Note that the 4.1 model was constructed to never use its tools to answer the query thus it never called the MCP server. The o4-mini model wasn’t explicitly instructed to use it’s tools either but it wasn’t forbidden, thus it called the MCP server 3 times. We can see that the 4.1 model performed worse than the o4 model. Also notable is the one example that the o4-mini model failed was one where the MCP tool was not used.

We can also check a detailed analysis of the outputs from each model for manual inspection and further analysis.

four_one_output = client.evals.runs.output_items.list(
    run_id=gpt_4one_responses_run.id, eval_id=logs_eval.id
)
 
o4_mini_output = client.evals.runs.output_items.list(
    run_id=gpt_o4_mini_responses_run.id, eval_id=logs_eval.id
)
print('# gpt‑4.1 Output')
for item in four_one_output:
    print(item.sample.output[0].content)
 
print('\n# o4-mini Output')
for item in o4_mini_output:
    print(item.sample.output[0].content)

How can we improve?

If we add the phrase “Always use your tools since they are the way to get the right answer in this task.” to the system message of the o4-mini model, what do you think will happen? (try it out)
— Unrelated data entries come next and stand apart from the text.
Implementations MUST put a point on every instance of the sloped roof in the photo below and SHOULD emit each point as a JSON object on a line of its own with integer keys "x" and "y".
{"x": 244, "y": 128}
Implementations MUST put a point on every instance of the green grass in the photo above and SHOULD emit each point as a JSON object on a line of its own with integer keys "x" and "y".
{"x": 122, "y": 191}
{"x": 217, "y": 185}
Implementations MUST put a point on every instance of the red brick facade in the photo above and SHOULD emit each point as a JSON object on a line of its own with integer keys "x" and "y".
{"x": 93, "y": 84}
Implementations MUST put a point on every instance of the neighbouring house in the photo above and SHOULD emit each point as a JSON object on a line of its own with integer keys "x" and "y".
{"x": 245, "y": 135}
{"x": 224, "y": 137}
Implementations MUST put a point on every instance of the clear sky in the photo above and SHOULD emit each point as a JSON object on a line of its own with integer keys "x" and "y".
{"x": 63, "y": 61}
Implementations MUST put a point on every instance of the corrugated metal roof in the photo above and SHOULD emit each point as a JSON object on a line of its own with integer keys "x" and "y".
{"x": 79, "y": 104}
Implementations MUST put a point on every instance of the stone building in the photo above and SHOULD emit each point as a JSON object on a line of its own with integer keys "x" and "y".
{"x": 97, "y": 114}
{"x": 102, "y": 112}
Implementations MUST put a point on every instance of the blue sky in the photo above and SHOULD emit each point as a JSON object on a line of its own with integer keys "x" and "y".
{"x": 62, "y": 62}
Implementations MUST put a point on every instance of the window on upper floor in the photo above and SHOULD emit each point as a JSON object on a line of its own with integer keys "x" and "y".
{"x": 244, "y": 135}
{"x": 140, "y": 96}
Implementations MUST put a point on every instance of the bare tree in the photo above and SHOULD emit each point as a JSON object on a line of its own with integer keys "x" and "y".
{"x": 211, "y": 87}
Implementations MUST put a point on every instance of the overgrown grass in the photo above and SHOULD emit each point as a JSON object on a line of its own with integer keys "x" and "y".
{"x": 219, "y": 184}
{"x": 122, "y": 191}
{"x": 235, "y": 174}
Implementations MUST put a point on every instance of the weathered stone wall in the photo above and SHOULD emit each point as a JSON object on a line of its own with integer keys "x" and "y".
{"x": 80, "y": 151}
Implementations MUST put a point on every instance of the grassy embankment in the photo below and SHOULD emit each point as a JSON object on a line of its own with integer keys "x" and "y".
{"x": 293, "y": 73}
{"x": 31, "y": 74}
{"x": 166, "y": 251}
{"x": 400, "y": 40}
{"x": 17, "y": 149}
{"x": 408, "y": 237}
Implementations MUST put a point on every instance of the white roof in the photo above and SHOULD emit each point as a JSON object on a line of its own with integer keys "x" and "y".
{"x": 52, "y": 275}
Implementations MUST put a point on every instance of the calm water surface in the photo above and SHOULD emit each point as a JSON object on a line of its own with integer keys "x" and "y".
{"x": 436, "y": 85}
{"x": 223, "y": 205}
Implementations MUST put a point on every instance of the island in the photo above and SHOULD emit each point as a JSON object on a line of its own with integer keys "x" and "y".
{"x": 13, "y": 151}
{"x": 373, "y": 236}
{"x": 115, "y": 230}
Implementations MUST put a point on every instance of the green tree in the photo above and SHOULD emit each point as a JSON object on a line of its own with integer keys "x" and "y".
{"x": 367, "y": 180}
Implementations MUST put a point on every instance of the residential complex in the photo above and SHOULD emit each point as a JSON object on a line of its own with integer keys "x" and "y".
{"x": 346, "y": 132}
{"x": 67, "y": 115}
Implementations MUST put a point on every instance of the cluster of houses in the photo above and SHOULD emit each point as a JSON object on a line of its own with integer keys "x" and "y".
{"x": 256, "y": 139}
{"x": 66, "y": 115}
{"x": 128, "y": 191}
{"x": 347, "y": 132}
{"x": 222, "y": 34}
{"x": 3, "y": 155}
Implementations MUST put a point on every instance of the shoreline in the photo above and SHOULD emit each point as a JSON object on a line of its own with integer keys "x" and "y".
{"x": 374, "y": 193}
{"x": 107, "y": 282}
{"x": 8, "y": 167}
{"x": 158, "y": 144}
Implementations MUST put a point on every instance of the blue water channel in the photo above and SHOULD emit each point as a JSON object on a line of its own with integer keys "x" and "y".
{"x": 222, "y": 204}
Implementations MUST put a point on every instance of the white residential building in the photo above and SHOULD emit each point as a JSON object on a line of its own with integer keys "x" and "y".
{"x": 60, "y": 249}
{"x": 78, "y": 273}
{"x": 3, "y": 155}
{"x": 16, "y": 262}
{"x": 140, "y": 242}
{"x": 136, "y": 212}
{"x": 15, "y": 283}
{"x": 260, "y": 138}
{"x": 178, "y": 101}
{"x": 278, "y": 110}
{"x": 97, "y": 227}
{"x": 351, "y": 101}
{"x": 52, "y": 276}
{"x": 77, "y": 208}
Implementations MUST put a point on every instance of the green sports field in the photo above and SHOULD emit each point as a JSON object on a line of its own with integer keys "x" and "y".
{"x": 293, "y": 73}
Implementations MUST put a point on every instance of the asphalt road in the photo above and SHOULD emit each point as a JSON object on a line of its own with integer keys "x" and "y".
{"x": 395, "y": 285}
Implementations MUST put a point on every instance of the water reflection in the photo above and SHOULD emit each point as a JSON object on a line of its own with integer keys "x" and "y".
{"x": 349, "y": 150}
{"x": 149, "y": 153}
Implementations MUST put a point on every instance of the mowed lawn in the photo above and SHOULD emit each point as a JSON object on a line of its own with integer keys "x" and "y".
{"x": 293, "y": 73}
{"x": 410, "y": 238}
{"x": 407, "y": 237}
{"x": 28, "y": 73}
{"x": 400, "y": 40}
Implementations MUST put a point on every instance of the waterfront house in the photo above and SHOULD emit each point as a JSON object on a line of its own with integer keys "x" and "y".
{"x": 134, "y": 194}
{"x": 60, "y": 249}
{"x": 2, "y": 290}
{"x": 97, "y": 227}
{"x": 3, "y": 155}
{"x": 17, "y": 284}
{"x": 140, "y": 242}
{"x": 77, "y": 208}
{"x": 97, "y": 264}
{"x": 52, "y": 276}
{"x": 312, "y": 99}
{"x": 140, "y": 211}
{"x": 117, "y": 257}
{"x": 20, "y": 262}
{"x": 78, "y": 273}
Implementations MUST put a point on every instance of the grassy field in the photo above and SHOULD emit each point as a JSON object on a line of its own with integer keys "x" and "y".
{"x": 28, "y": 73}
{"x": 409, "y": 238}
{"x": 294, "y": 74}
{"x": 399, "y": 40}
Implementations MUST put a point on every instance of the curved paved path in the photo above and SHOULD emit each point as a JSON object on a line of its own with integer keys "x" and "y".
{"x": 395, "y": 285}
If you guessed that the model would now call to MCP tool everytime and get every answer correct, you are right!

Evaluation Data Tab Evaluation Data Tab

In this notebook, we demonstrated a sample workflow for evaluating the ability of LLMs to answer technical questions about the tiktoken repository using the OpenAI Evals framework leveraging MCP tooling.

Key points covered:

  • Defined a focused, custom dataset for evaluation.
  • Configured LLM-based and Python-based graders for robust assessment.
  • Compared two models (gpt-4.1 and o4-mini) in a reproducible and transparent manner.
  • Retrieved and displayed model outputs for automated/manual inspection.

Next steps:

  • Expand the dataset: Add more diverse and challenging questions to better assess model capabilities.
  • Analyze results: Summarize pass/fail rates, visualize performance, or perform error analysis to identify strengths and weaknesses.
  • Experiment with models/tools: Try additional models, adjust tool configurations, or test on other repositories.
  • Automate reporting: Generate summary tables or plots for easier sharing and decision-making.